Maintaining the native-like conformation of ACP is particularly important, as research has shown that alterations in protein folding can significantly impact the functional properties and immunogenicity of the protein .

What are the key unresolved questions regarding ACP structure and function?

Several important questions about ACP remain to be fully addressed:

• Structural characterization:

  • What is the three-dimensional structure of ACP?

  • Which domains are critical for adhesion function?

  • How does ACP integrate into the bacterial outer membrane?

• Host receptor identification:

  • What are the specific host cell receptors for ACP?

  • Do these receptors vary across different human cell types?

  • How does receptor binding trigger downstream events?

• Regulatory mechanisms:

  • Beyond iron regulation, what other factors control ACP expression?

  • How is ACP expression coordinated with other virulence factors?

  • What role does phase variation play in ACP expression?

• Interaction with other bacterial components:

  • Does ACP function independently or as part of a larger adhesin complex?

  • How does the capsule modulate ACP function?

  • Are there synergistic interactions with other adhesins?

Addressing these questions will provide deeper insights into the molecular mechanisms of meningococcal pathogenesis and potentially identify new approaches for intervention.

How might research on ACP contribute to new therapeutic strategies beyond vaccines?

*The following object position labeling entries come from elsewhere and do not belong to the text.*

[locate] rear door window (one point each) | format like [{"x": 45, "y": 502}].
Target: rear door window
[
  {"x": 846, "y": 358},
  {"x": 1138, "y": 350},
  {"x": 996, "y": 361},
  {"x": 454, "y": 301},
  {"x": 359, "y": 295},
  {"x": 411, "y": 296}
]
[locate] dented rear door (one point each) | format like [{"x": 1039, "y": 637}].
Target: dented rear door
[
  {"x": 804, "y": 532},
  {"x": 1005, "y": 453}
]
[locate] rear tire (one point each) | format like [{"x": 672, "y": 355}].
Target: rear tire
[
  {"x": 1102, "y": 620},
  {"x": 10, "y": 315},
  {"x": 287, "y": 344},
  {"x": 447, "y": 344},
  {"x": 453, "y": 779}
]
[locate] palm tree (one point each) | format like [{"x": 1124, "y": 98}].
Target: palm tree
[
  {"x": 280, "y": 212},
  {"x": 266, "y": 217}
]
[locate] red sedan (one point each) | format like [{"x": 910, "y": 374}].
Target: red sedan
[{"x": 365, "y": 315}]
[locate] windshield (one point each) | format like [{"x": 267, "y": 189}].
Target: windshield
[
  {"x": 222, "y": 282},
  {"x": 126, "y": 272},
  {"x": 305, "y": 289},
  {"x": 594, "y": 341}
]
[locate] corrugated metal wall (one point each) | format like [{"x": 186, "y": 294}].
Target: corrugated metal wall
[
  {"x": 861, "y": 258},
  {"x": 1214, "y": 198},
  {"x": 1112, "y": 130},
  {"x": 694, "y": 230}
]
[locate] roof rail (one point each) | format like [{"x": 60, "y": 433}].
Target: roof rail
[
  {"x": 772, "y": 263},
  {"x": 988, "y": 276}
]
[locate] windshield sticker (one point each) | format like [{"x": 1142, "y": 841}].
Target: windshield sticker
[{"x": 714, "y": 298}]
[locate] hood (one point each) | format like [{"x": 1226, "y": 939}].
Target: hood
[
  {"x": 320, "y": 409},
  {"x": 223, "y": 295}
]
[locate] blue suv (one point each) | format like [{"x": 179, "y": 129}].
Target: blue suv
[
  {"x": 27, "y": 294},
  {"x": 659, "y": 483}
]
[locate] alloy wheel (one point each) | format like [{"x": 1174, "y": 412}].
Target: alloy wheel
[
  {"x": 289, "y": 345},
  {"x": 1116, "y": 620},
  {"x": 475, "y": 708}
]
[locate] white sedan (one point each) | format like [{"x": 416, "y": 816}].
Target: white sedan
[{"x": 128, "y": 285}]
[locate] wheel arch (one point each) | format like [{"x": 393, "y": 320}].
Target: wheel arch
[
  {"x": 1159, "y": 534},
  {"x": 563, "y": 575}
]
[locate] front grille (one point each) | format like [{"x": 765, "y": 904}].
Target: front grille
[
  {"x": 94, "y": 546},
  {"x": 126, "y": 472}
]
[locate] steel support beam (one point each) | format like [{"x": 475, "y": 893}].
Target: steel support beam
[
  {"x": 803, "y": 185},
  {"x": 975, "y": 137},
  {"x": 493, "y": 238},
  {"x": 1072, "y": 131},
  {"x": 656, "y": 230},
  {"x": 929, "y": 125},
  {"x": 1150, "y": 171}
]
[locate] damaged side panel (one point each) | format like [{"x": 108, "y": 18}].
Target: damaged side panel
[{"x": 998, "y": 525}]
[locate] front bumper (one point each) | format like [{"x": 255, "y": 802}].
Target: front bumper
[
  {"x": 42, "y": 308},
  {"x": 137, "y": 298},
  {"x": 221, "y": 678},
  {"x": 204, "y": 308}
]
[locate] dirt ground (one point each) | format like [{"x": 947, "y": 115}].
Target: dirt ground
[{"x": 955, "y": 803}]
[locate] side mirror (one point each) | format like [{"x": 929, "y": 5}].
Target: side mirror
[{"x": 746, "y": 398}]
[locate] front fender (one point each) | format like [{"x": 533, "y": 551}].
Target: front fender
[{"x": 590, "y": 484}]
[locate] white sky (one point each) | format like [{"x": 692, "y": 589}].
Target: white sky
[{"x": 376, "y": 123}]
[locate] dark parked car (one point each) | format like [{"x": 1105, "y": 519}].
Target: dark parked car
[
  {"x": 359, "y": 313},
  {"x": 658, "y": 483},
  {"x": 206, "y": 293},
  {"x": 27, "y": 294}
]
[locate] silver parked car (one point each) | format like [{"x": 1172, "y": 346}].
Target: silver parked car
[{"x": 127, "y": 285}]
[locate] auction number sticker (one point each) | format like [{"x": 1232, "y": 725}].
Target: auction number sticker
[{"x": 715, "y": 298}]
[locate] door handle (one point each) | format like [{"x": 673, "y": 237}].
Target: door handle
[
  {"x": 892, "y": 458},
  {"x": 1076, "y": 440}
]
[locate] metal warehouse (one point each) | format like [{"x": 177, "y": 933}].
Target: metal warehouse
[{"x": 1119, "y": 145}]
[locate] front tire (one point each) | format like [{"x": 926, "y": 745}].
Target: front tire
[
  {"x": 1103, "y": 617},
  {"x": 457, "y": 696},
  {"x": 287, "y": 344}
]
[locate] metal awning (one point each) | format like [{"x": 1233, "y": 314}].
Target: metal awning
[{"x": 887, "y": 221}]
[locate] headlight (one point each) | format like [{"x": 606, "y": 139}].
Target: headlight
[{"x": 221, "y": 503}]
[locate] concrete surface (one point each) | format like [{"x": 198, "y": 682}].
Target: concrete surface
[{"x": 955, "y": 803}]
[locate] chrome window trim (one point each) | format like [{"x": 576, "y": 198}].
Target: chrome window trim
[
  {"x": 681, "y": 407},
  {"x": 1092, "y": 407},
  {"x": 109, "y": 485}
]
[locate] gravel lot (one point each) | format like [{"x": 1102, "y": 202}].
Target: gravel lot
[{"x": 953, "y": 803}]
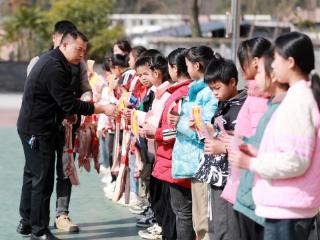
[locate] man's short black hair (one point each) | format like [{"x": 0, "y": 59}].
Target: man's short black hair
[
  {"x": 63, "y": 26},
  {"x": 221, "y": 70},
  {"x": 74, "y": 34}
]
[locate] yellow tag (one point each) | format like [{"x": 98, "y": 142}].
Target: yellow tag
[
  {"x": 123, "y": 100},
  {"x": 94, "y": 80},
  {"x": 196, "y": 111},
  {"x": 134, "y": 123}
]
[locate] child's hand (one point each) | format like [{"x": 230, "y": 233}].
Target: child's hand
[
  {"x": 150, "y": 130},
  {"x": 239, "y": 159},
  {"x": 173, "y": 118},
  {"x": 227, "y": 139},
  {"x": 126, "y": 113},
  {"x": 142, "y": 132},
  {"x": 210, "y": 130},
  {"x": 192, "y": 125},
  {"x": 248, "y": 149},
  {"x": 214, "y": 147}
]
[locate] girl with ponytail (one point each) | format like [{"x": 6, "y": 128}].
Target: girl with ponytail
[{"x": 287, "y": 167}]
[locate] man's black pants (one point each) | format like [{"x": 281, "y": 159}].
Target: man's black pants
[{"x": 38, "y": 181}]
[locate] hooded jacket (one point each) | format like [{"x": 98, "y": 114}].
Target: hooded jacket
[{"x": 163, "y": 163}]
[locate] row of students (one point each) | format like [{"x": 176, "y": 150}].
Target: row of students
[{"x": 195, "y": 187}]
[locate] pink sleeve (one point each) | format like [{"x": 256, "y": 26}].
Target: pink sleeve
[{"x": 250, "y": 115}]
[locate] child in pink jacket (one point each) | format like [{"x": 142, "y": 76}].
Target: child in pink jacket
[
  {"x": 286, "y": 191},
  {"x": 254, "y": 107}
]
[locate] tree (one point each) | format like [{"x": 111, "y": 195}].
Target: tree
[
  {"x": 90, "y": 17},
  {"x": 27, "y": 28},
  {"x": 194, "y": 19}
]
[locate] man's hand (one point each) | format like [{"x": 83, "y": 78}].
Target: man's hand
[
  {"x": 214, "y": 147},
  {"x": 71, "y": 119},
  {"x": 110, "y": 110},
  {"x": 173, "y": 118},
  {"x": 150, "y": 130}
]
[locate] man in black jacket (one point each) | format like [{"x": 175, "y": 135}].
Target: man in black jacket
[
  {"x": 46, "y": 100},
  {"x": 81, "y": 88}
]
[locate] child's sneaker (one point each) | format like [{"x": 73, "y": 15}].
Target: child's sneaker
[
  {"x": 134, "y": 199},
  {"x": 122, "y": 202},
  {"x": 146, "y": 213},
  {"x": 137, "y": 209},
  {"x": 109, "y": 190},
  {"x": 153, "y": 232},
  {"x": 146, "y": 221}
]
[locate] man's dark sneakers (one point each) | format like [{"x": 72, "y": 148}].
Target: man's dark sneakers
[
  {"x": 23, "y": 229},
  {"x": 47, "y": 236}
]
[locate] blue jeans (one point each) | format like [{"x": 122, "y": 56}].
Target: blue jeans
[
  {"x": 288, "y": 229},
  {"x": 106, "y": 148},
  {"x": 103, "y": 150},
  {"x": 181, "y": 204},
  {"x": 134, "y": 184}
]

Research on ACP could lead to several novel therapeutic approaches:

• Anti-adhesive therapies:

  • Development of small molecule inhibitors of ACP-host cell interactions

  • Design of peptide mimetics that compete with ACP for receptor binding

  • Creation of recombinant soluble receptors as decoys

• Targeted drug delivery:

  • Utilization of ACP as a targeting moiety for delivering antimicrobials to meningococci

  • Development of ACP-based nanoparticles for specific targeting of colonized tissues

• Diagnostic applications:

  • Development of ACP-based detection systems for rapid identification of meningococci

  • Creation of ACP antibody-based assays for serological testing

• Host-directed therapeutics:

  • Identification of host pathways activated by ACP binding

  • Development of modulators of host response to prevent excessive inflammation

These approaches could complement vaccination strategies and provide alternative options for prevention and treatment of meningococcal infections, particularly in individuals who cannot be effectively vaccinated or in outbreak situations requiring rapid intervention.